Abstracts.

Michelle Westich: Epik Communications

EPIK Communications (now Lumen) was a wholesale broadband services company that provided telecommunications services (IP, Ethernet, Dark Fiber and VPN solutions) to carriers and enterprise customers across the United States and Latin America.

The Challenge

FECI was a transportation, real estate and infrastructure business that created EPIK as a subsidiary with the goal to embed fiber telecoms into their existing properties. Their principal customers included AT&T Wireless, Sprint and Telefonica. The subsidiary struggled and shareholders decided to divest themselves of EPIK. However, leadership pivoted and instead recruited an executive team to rapidly reposition and grow the subsidiary, then exit. I was recruited, along with a CFO and SVP of Operations, although it became clear the biggest growth roadblocks fell squarely on Sales and Marketing.

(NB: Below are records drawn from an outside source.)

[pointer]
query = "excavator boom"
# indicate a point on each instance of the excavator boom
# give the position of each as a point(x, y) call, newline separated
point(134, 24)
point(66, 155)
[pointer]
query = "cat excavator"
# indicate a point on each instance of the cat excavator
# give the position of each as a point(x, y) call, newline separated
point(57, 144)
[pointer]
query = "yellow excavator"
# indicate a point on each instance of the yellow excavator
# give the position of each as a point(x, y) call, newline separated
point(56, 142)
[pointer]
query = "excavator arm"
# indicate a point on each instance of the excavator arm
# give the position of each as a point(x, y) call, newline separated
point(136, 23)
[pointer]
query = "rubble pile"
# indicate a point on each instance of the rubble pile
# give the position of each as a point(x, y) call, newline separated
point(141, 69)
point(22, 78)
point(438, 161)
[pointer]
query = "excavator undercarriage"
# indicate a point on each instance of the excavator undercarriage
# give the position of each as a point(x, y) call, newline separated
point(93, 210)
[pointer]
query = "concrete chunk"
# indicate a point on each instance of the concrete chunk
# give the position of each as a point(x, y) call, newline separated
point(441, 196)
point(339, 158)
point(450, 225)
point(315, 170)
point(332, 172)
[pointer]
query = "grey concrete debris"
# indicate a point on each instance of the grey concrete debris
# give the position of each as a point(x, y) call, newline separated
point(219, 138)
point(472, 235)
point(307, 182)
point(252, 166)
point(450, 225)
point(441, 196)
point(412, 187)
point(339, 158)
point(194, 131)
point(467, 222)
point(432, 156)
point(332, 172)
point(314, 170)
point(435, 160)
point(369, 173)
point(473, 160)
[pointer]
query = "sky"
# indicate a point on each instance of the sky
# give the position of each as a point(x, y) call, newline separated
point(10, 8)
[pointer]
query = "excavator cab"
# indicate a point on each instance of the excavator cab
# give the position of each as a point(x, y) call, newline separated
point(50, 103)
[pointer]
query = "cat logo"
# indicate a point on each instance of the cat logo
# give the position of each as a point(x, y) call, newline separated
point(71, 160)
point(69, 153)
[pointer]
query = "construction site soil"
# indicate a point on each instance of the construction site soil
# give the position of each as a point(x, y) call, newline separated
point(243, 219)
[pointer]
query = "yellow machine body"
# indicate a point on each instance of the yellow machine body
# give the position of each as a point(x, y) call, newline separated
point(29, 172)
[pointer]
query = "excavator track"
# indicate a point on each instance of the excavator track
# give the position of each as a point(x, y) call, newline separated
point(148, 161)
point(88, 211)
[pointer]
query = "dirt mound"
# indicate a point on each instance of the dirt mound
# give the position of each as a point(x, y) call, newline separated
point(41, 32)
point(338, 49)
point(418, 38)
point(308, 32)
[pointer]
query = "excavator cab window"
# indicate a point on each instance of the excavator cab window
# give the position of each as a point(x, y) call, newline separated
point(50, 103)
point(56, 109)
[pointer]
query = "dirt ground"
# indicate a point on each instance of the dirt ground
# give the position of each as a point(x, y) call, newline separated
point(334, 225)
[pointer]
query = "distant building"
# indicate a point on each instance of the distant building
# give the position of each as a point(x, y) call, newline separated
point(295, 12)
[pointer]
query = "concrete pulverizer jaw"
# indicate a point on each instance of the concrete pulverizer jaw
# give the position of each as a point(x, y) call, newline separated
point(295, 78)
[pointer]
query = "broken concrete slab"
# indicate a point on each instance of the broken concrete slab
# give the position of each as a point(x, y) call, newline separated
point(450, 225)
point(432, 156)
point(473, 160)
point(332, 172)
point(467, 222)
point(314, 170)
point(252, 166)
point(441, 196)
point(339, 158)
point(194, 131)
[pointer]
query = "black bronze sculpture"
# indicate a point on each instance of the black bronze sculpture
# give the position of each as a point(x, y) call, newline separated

My challenge was to quickly assess, identify gaps, and realign both the sales and marketing teams to supercharge revenue, with the goal to reposition the organization for acquisition within 12 months. Specific challenges included demand generation, effectively qualifying and quoting business (it was a very technical sale), expanding existing customer relationships, defining roles and goals between marketing and sales regarding lead qualifying, and creation of marketing and sales materials.

My Role

Senior Vice President Sales & Marketing

I was brought on by the CEO and the holding company Florida East Coast Industries, LLC (FECI) because of my expertise in developing and executing on high-growth opportunities, which was the result of my years of experience in leading sales and marketing teams in the areas of product development, go-to-market, channel strategies and execution. Previously, I held key leadership positions at Intermedia Communications in Sales, Sales Strategy, and Marketing and helped take it from $40 million to over $1 billion in six years. 


The Work

Initially, I developed a simple, but powerful exercise for EPIKS internal departments that allowed me to to create high-impact, high-value strike points. These points  became the basis of a roadmap that led to improved sales productivity, increased enterprise-wide cooperation and operational effectiveness. 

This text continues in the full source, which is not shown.